Categories
National Ski Club News: Council/Club

Home Exercises To Help Your Fitness And Improve Your Skiing

Home Exercises To Help Your Fitness And Improve Your Skiing

by Janey Jones

The average American only spends two hours a week exercising. If you’re skiing on a regular basis, however, it is important that you keep your fitness levels up all year round, even when you’re not on the slopes. Skiing requires muscular strength, and without that, spending a day skiing could mean that you spend the next few days wiped out. Fortunately, there are some great home exercises that you can do every day that will help with your fitness and improve your skiing.

Quad muscles

When you are skiing, your quad muscles work extremely hard. You should try to exercise with a focus on this muscle group every day. It helps to make fitness a priority in your daily life and be consistent with your workout routine at home. Get into the habit of doing some regular exercises every day, and it will pay dividends when you are on the slopes. Squats are one of the easiest exercises that you can do to strengthen your quad muscles. Build up your routine slowly though, doing a few sets of 20 at a time. Squat jumps take this a step further – begin with a squat and then jump high in the air.

Abdominal muscles

Your abdominal muscles are right at the core of your strength. Without the strength in your abs, you will struggle making turns, especially if you are on more challenging terrain. The plank is a simple exercise that you can do at home, which will help to strengthen your abs. Start by lying flat on the floor; then rest your elbows on the floor and push your hips up so that you are resting only on your toes and elbows. Hold this position for a minute, building up gradually for longer periods of time.

Thighs and calves

The muscles in both your thighs and calves can help you gain more control and power when you are skiing downhill.
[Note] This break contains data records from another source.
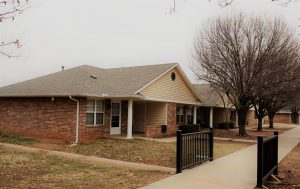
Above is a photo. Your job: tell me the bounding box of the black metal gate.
[176,128,213,173]
[257,131,278,187]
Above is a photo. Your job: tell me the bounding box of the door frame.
[132,102,146,133]
[109,100,122,135]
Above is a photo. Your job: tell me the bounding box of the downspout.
[69,96,79,145]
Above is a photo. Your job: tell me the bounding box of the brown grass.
[0,132,250,167]
[0,148,169,189]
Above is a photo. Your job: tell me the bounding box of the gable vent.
[90,75,97,79]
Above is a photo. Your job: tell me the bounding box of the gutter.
[69,96,79,145]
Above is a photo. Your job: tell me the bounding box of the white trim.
[144,102,147,127]
[277,110,292,114]
[193,106,197,124]
[85,98,105,127]
[109,100,122,135]
[165,102,168,125]
[177,65,203,102]
[209,107,214,128]
[134,63,178,94]
[127,99,133,139]
[134,63,203,102]
[142,97,200,106]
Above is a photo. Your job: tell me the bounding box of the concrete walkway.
[0,143,175,174]
[143,127,300,189]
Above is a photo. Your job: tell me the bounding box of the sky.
[0,0,300,86]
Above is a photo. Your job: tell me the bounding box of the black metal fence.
[176,129,213,173]
[257,131,278,187]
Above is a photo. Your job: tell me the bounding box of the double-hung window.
[176,106,184,123]
[86,100,104,126]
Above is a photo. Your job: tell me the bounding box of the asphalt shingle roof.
[193,84,221,106]
[0,63,177,97]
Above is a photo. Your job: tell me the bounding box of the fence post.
[209,128,214,161]
[257,137,264,187]
[176,130,182,174]
[273,131,278,175]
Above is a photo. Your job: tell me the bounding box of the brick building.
[0,64,201,143]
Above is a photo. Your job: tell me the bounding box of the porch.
[197,106,238,128]
[109,99,197,138]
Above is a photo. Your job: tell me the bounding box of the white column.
[193,106,197,124]
[234,110,239,128]
[209,107,214,128]
[127,99,133,138]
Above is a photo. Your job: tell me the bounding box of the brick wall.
[0,97,111,143]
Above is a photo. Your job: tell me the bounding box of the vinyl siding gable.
[140,68,197,104]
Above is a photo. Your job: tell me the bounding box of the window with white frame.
[176,105,184,123]
[86,100,104,125]
[187,107,194,124]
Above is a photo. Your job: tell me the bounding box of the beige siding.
[140,68,197,103]
[217,95,232,107]
[146,102,166,125]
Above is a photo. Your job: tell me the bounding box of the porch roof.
[0,63,178,98]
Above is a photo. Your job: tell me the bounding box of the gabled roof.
[194,84,225,106]
[0,63,188,97]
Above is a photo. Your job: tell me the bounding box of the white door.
[110,102,121,135]
[133,103,146,133]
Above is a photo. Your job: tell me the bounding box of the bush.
[178,124,200,134]
[218,121,234,129]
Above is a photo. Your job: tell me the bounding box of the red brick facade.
[0,97,110,143]
[0,97,190,143]
[264,113,292,124]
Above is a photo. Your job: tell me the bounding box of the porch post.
[209,107,214,128]
[127,99,133,138]
[193,106,197,124]
[234,110,239,128]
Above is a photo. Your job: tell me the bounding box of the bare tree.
[0,0,29,57]
[192,14,299,136]
[252,19,300,131]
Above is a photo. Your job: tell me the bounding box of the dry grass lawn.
[0,148,169,189]
[0,132,251,167]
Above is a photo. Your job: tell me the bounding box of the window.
[176,106,184,123]
[86,100,104,125]
[187,107,194,124]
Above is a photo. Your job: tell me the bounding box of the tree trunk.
[237,109,248,136]
[268,115,274,129]
[257,116,263,131]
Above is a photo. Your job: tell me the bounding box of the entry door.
[133,102,146,133]
[110,102,121,135]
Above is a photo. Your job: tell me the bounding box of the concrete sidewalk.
[143,127,300,189]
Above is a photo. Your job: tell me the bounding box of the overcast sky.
[0,0,300,86]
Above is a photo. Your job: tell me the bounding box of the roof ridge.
[103,62,178,70]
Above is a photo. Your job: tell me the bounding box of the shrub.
[218,121,234,129]
[178,124,200,134]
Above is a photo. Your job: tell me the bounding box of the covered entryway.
[133,102,146,133]
[110,101,121,135]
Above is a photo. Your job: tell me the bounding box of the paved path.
[0,143,175,174]
[143,127,300,189]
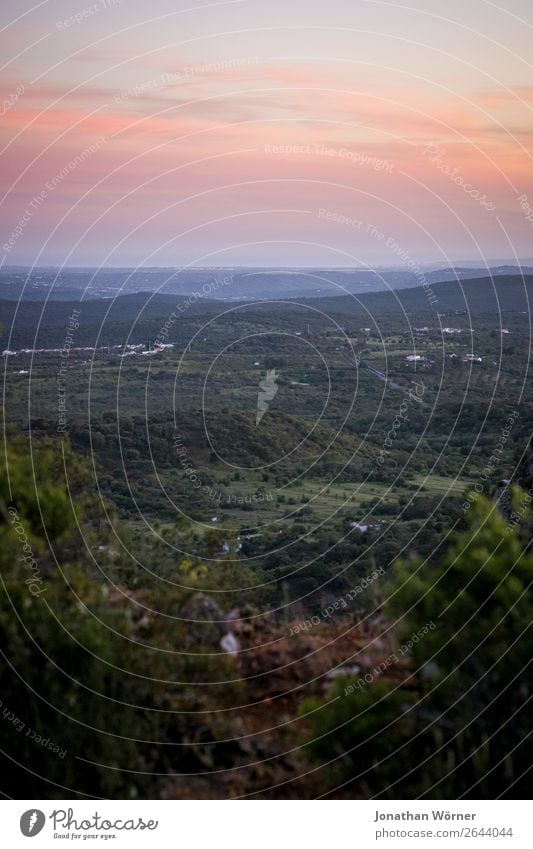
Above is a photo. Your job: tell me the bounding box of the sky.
[0,0,533,267]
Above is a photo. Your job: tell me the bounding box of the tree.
[304,490,533,798]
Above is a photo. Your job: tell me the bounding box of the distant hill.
[0,265,533,301]
[0,274,533,348]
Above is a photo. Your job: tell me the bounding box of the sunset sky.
[0,0,533,266]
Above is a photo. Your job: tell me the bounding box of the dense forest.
[0,276,533,799]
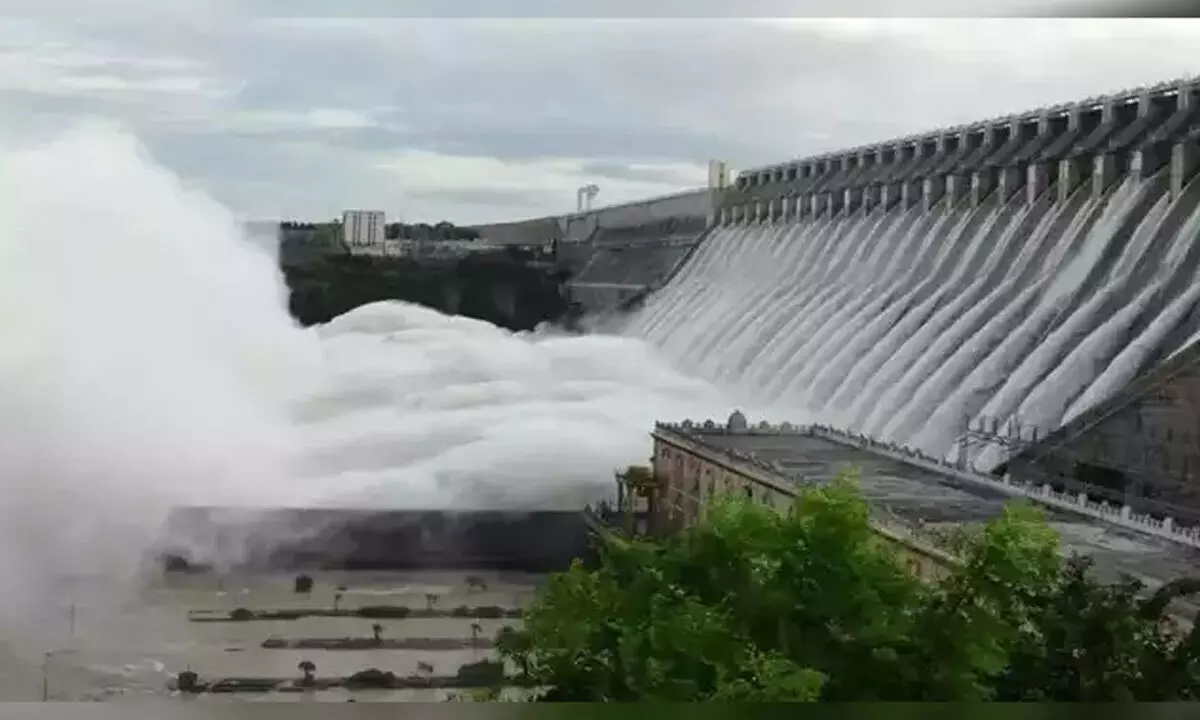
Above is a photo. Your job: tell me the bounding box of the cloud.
[0,9,1200,222]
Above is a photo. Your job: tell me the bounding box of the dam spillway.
[624,79,1200,469]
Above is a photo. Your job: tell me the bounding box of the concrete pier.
[726,78,1200,222]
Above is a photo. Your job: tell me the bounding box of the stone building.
[1001,346,1200,524]
[590,413,1200,595]
[642,412,954,577]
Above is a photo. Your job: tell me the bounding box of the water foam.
[0,124,730,648]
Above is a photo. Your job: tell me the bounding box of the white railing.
[655,420,1200,548]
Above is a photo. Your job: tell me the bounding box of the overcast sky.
[0,0,1200,223]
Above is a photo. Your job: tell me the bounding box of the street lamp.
[575,184,600,212]
[42,649,74,702]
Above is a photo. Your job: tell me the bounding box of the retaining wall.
[718,78,1200,224]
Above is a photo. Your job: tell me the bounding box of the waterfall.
[624,166,1200,468]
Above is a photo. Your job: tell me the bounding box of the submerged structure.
[157,508,590,572]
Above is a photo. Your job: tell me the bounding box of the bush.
[497,468,1200,702]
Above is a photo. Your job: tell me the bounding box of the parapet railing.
[655,420,1200,548]
[737,74,1200,178]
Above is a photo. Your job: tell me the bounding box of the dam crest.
[468,73,1200,522]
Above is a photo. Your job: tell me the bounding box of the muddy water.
[0,572,541,702]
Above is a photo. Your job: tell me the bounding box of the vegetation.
[497,476,1200,702]
[282,251,570,330]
Lunges will help to increase your endurance and strength in your hamstrings, quads, glutes, and many of the harder-to-reach muscles in your inner thighs. The perfect lunge should be done from standing, moving forward with one leg, so that your knee is at a 90° angle.  Repeat these in sets of ten, alternating legs.

If you are preparing for a ski trip, it is important for you to exercise regularly in the weeks and months leading up to this. Making strength exercises part of your daily routine can help you stay fit and build up your muscle endurance.